San Antonio could finally get rain this winter
There's a heightened chance of a wetter-than-normal winter season in San Antonio this year, per a new National Oceanic and Atmospheric Administration seasonal outlook.
The big picture: The combination of a strong El Niño in the tropical Pacific Ocean and record high global ocean temperatures are likely to shape the upcoming winter season in potentially unexpected ways, Axios Generate's Andrew Freedman reports.
Why it matters: This summer was the fifth driest on record in San Antonio. We've had restrictions on water use for more than a year.
- As the region's drought has dragged on, we've seen more water main breaks and wildfires, and the state's agricultural economy has taken a hit.
Zoom in: San Antonio has a 40% chance of a wetter-than-average winter, per NOAA.

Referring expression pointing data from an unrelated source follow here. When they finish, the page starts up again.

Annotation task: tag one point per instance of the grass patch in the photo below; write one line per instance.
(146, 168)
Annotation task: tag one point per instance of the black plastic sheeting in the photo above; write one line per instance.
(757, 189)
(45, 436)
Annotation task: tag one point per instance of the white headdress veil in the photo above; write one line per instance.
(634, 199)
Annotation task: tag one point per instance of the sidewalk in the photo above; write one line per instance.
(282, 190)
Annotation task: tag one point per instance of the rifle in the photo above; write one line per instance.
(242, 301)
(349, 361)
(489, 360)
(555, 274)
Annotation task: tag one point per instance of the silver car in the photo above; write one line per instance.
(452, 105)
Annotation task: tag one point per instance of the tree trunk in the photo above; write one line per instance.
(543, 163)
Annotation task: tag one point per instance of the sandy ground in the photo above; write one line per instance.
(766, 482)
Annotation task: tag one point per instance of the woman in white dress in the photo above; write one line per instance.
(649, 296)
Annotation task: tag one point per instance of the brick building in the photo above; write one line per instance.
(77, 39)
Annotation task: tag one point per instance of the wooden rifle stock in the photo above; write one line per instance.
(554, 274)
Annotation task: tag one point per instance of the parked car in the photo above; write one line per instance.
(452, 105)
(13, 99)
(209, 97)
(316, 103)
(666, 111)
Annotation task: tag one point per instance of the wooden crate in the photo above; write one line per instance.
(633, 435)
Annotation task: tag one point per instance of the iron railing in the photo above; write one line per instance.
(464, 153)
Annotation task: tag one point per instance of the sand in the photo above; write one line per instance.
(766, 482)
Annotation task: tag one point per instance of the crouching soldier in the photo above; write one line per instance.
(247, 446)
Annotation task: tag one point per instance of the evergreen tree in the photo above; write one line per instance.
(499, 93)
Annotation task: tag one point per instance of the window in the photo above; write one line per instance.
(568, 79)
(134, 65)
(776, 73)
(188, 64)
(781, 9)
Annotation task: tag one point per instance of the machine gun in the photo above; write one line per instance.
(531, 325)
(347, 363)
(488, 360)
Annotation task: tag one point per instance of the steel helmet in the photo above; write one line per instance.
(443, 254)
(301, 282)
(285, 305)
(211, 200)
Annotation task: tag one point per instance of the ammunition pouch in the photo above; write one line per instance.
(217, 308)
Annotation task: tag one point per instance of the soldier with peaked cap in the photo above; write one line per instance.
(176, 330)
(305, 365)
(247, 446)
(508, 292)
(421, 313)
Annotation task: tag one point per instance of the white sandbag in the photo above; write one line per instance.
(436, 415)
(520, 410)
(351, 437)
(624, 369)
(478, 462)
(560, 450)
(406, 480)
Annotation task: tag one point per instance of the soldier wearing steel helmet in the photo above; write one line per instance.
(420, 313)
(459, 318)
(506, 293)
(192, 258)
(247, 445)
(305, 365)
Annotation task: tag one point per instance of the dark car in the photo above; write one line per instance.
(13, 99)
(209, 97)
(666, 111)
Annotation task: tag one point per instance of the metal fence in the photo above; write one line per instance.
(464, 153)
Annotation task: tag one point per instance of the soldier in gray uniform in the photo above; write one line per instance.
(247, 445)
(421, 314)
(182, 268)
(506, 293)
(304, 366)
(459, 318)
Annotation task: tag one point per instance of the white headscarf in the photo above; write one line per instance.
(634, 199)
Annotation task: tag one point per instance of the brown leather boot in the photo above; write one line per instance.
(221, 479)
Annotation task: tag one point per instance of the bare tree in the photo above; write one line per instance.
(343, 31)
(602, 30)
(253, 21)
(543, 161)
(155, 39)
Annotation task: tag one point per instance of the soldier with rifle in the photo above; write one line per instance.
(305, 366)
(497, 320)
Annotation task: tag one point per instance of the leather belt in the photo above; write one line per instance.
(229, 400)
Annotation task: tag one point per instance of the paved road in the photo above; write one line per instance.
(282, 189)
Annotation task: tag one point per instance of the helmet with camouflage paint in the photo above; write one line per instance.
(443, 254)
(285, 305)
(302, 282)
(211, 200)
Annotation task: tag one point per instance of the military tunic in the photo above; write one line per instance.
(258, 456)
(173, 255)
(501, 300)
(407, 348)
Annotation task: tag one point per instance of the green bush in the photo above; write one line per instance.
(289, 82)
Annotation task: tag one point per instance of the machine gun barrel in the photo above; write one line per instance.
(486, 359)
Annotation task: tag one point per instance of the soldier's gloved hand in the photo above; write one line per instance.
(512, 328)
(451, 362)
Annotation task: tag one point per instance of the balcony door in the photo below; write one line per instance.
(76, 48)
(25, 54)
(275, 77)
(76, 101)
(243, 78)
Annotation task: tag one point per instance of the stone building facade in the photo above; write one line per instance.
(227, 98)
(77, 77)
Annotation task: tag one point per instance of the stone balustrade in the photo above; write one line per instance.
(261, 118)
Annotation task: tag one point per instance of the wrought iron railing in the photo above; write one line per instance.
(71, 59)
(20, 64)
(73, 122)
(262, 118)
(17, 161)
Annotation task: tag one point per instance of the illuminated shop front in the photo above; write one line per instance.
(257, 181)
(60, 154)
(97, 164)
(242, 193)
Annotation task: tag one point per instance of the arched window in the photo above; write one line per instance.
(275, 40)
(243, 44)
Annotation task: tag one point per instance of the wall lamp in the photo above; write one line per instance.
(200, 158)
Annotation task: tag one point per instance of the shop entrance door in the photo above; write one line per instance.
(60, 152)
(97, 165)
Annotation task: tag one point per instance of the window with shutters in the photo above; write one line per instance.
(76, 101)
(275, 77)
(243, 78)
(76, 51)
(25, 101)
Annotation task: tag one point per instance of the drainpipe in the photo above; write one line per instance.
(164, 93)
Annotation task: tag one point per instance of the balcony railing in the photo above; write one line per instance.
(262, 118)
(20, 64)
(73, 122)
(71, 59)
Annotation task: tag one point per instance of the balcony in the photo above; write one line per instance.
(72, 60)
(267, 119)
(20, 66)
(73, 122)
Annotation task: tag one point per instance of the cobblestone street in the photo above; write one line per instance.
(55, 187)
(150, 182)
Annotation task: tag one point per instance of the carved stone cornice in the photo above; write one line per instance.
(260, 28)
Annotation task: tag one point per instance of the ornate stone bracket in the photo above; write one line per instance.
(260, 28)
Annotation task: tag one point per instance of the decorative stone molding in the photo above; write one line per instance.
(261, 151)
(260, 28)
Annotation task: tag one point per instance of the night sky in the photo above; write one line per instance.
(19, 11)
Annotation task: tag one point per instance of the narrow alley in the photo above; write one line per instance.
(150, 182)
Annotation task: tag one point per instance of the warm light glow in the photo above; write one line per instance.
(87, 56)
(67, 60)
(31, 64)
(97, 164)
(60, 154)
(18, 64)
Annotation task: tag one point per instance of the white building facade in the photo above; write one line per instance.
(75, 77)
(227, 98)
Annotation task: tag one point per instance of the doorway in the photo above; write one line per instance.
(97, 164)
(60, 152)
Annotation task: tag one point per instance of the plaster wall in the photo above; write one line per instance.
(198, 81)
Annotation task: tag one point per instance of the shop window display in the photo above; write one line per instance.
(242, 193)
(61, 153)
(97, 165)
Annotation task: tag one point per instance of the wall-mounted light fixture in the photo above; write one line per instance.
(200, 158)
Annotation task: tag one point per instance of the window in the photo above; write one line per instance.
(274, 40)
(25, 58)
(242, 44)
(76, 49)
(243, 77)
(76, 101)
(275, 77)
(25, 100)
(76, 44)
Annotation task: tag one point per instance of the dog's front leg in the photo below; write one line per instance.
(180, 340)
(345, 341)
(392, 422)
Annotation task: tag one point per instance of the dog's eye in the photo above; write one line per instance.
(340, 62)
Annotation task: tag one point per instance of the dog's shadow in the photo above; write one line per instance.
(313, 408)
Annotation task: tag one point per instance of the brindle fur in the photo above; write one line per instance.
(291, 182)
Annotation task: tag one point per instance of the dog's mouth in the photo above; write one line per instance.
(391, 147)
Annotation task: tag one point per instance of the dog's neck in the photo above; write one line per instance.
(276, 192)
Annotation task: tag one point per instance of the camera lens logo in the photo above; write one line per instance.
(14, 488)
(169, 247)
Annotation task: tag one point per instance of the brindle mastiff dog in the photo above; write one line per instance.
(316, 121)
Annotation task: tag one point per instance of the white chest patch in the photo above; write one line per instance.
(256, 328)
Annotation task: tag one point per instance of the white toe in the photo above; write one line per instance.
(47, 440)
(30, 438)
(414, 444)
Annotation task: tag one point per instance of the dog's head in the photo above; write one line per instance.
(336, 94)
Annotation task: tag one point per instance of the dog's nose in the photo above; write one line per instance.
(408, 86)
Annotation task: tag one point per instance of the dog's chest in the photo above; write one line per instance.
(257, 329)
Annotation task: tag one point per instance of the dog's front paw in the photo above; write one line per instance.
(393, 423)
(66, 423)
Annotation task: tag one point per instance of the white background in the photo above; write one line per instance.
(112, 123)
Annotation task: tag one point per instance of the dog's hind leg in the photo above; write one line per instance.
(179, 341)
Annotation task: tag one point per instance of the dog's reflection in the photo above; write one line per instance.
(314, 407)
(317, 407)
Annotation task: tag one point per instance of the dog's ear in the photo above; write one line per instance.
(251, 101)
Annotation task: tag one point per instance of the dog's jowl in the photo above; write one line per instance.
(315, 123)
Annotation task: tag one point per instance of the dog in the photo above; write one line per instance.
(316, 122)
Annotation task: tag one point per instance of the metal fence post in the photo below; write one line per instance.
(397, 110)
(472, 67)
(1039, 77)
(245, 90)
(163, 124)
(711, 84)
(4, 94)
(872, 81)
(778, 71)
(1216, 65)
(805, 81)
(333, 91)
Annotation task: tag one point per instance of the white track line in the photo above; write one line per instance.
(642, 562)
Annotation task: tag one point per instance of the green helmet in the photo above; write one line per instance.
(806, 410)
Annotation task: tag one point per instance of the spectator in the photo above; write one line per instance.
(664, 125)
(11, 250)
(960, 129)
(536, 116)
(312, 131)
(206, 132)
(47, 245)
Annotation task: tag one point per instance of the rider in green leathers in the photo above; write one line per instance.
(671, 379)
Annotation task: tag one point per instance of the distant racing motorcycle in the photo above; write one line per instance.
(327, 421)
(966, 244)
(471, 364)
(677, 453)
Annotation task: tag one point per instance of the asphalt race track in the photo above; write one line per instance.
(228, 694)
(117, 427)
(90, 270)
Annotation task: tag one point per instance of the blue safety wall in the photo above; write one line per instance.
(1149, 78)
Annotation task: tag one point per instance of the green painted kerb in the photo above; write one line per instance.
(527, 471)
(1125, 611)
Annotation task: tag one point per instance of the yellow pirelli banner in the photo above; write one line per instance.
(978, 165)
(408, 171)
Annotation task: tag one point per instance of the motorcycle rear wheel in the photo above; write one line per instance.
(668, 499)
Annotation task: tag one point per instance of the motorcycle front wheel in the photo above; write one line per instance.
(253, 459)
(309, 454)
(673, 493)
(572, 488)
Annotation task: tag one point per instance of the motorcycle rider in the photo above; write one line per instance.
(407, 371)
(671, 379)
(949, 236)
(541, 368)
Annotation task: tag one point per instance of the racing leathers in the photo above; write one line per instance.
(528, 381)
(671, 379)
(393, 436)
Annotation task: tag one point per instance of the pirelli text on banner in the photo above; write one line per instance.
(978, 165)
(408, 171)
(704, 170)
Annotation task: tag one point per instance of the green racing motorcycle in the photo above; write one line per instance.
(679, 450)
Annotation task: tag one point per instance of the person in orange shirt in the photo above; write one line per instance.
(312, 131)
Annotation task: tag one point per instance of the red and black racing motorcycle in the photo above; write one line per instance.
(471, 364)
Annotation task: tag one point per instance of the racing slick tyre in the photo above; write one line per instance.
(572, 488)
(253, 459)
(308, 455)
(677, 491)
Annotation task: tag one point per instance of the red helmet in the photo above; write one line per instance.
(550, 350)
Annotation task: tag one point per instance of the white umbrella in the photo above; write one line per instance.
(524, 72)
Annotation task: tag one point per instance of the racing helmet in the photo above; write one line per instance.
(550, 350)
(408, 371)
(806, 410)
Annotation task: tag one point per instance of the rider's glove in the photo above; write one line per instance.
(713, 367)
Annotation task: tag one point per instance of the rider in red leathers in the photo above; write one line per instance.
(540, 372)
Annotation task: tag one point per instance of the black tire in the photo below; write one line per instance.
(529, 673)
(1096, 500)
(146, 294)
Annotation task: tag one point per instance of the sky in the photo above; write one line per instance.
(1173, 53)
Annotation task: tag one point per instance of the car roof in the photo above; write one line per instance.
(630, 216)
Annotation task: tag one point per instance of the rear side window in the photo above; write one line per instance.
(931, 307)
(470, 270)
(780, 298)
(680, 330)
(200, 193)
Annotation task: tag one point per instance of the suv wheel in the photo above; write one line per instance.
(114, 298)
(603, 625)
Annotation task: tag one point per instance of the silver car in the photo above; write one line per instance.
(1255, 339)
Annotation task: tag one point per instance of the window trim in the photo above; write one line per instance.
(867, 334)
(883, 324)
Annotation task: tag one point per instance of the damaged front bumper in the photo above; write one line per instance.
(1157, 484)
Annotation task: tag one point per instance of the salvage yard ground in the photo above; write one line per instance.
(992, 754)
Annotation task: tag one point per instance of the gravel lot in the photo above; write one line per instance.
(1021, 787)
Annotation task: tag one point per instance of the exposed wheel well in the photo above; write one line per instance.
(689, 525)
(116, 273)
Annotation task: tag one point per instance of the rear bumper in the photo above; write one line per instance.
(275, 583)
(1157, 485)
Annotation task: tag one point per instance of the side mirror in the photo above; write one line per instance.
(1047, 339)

By the numbers: Our rainfall to date this year totals nearly 16 inches — more than 11 inches below our normal rainfall for the year at this time, per the San Antonio Water System.
How it works: El Niño winters in the U.S. tend to feature a split jet stream flow across the country.
- A southern branch carries storms from California and across the southern tier of the country, bringing above-average precipitation to areas from central California to Florida.
The intrigue: It's not yet clear how record warm global average temperatures will tip the scales in terms of U.S. air temperature and precipitation trends this winter.
- But they do raise the threat for some surprises, potentially in the form of extreme weather events.
The bottom line: Rain, rain, come again.